Together with Senate Majority Leader Andrea Stewart-Cousins and Assembly Speaker Carl Heastie, the Governor also delivered for New York City in many ways: increasing school aid, bonuses for essential health care workers, and extending relief to tenants, homeowners, and small businesses that are still struggling to recover from the impact of the pandemic. The budget includes authorization for city agencies to use more efficient procurement methods for public construction. As requested by Mayor Adams, it expands the Earned Income Tax Credit for working low income families. It provides a substantial increase in capital funding for affordable housing and for child care.
The top priority of New York City employers and workers is the restoration of public safety. The budget includes many of the measures that Mayor Adams has said he needs to reduce crime, curtail gun violence, and move homeless and mentally ill people into appropriate treatment and accommodations.

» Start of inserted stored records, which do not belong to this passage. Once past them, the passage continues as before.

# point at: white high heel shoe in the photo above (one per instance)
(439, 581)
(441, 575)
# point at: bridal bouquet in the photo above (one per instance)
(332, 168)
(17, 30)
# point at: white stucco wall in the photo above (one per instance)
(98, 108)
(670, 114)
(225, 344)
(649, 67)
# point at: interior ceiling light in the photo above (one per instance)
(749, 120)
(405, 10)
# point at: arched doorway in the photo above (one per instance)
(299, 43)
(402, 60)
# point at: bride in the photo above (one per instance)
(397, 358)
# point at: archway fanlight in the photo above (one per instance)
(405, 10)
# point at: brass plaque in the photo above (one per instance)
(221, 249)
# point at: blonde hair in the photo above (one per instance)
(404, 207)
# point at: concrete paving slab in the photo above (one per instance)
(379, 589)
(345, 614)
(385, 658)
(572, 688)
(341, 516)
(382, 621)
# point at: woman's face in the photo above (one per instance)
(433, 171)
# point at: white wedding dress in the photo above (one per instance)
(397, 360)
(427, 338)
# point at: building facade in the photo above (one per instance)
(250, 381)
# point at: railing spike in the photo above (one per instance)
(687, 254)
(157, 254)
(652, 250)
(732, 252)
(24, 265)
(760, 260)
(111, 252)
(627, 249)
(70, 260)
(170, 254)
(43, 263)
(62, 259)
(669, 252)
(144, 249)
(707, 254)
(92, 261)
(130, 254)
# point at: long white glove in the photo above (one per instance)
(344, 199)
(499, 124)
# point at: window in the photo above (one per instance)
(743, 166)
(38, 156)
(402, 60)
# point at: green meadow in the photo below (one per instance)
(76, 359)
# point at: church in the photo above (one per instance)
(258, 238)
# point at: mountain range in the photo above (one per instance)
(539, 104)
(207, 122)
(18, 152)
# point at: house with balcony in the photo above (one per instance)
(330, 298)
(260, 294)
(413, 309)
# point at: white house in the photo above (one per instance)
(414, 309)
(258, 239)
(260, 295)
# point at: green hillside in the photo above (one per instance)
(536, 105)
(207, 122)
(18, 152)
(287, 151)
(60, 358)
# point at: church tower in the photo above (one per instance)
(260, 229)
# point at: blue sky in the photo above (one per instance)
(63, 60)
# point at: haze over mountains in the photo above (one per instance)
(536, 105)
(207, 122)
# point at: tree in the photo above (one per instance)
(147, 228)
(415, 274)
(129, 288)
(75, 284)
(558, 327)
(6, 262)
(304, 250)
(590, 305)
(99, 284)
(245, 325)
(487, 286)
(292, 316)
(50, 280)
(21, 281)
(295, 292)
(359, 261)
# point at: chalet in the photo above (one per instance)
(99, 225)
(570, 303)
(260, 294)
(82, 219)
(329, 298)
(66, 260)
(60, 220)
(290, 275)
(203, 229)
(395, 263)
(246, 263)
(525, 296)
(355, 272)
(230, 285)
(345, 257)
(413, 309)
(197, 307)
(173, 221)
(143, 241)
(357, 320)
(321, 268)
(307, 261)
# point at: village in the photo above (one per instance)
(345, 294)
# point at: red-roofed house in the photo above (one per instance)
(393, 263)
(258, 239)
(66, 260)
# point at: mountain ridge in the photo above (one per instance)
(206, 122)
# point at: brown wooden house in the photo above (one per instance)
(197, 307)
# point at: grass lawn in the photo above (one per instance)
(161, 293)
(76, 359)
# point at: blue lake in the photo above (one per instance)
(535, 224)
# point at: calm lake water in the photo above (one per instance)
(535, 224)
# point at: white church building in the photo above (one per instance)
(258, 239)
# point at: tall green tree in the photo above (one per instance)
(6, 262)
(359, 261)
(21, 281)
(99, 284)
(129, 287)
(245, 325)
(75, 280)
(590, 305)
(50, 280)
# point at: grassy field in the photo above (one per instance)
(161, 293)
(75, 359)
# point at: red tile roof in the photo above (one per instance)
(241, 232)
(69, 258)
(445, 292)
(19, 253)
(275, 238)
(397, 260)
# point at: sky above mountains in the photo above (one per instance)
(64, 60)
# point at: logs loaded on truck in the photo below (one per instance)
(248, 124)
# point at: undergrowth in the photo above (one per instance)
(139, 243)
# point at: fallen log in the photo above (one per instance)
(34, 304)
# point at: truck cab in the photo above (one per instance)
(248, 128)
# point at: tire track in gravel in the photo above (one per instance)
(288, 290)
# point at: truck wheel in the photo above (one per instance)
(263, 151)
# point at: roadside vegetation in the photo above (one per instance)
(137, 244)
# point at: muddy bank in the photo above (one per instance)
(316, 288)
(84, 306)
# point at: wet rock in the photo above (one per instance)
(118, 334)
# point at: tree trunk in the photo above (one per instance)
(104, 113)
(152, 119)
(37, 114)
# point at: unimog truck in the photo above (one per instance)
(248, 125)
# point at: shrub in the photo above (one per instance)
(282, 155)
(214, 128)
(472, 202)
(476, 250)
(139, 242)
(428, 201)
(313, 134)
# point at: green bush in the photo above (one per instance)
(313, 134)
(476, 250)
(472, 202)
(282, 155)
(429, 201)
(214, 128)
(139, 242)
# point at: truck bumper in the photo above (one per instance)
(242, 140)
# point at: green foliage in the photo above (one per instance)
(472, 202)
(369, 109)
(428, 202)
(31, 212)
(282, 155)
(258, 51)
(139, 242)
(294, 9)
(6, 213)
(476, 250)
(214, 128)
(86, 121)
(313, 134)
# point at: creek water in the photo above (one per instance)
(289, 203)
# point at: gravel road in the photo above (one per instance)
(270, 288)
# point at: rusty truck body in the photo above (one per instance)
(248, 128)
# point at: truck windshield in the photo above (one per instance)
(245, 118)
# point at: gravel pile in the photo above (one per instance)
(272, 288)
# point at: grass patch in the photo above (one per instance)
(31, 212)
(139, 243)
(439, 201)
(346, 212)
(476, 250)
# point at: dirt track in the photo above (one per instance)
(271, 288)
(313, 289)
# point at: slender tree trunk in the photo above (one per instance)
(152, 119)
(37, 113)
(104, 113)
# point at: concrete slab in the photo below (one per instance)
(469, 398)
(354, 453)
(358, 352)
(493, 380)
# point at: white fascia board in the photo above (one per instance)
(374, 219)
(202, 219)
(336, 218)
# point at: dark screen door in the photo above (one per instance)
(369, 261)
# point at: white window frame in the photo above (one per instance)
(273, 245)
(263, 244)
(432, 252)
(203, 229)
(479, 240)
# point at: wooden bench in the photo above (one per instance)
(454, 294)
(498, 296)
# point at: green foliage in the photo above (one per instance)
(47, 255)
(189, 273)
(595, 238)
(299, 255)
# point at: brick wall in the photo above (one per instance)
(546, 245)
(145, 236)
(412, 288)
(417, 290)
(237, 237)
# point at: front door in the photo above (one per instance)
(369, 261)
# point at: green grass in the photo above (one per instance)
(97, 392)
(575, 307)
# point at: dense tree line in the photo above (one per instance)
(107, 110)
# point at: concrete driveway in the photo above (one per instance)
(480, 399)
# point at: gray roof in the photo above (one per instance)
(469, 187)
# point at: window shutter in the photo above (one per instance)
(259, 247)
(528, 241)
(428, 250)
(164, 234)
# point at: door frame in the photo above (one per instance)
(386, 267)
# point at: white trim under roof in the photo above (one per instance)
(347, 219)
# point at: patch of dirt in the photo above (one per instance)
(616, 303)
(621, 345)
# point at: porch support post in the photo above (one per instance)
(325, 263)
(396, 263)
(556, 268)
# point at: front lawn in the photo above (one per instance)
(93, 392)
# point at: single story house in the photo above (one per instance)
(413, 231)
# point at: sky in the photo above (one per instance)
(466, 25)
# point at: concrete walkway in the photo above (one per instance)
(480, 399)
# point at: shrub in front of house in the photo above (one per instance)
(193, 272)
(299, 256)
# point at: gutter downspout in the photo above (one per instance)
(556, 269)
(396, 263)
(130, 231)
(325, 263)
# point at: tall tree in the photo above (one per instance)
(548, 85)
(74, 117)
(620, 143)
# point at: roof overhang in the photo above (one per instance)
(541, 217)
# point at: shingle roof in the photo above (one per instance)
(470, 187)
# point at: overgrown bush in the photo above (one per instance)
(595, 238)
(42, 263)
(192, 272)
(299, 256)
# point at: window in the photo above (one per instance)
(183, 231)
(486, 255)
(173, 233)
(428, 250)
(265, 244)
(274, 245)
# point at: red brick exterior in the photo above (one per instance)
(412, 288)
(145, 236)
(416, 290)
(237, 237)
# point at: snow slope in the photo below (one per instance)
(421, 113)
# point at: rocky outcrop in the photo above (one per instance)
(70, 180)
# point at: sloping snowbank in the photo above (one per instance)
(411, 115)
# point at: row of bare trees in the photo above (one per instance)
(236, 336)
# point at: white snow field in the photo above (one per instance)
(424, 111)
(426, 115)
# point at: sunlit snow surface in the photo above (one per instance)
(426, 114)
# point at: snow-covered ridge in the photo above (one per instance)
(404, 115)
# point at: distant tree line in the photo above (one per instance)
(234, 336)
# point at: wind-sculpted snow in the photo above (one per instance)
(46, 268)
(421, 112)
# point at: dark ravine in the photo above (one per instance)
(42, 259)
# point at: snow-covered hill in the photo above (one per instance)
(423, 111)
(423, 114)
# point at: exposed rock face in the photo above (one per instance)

One priority of the business community that failed to make the budget was the Governor’s proposal to extend mayoral control of the city’s public schools for four years. Management of the nation’s largest school system should not require an annual battle with the legislature, nor should it be eroded by diluting the mayor’s management accountability. There is also a need to come up with new programs to increase the supply of affordable housing, pass a Clean Slate Act, and amend the process for admission and treatment of seriously mentally ill individuals. All should be priorities to address in the balance of the legislative session.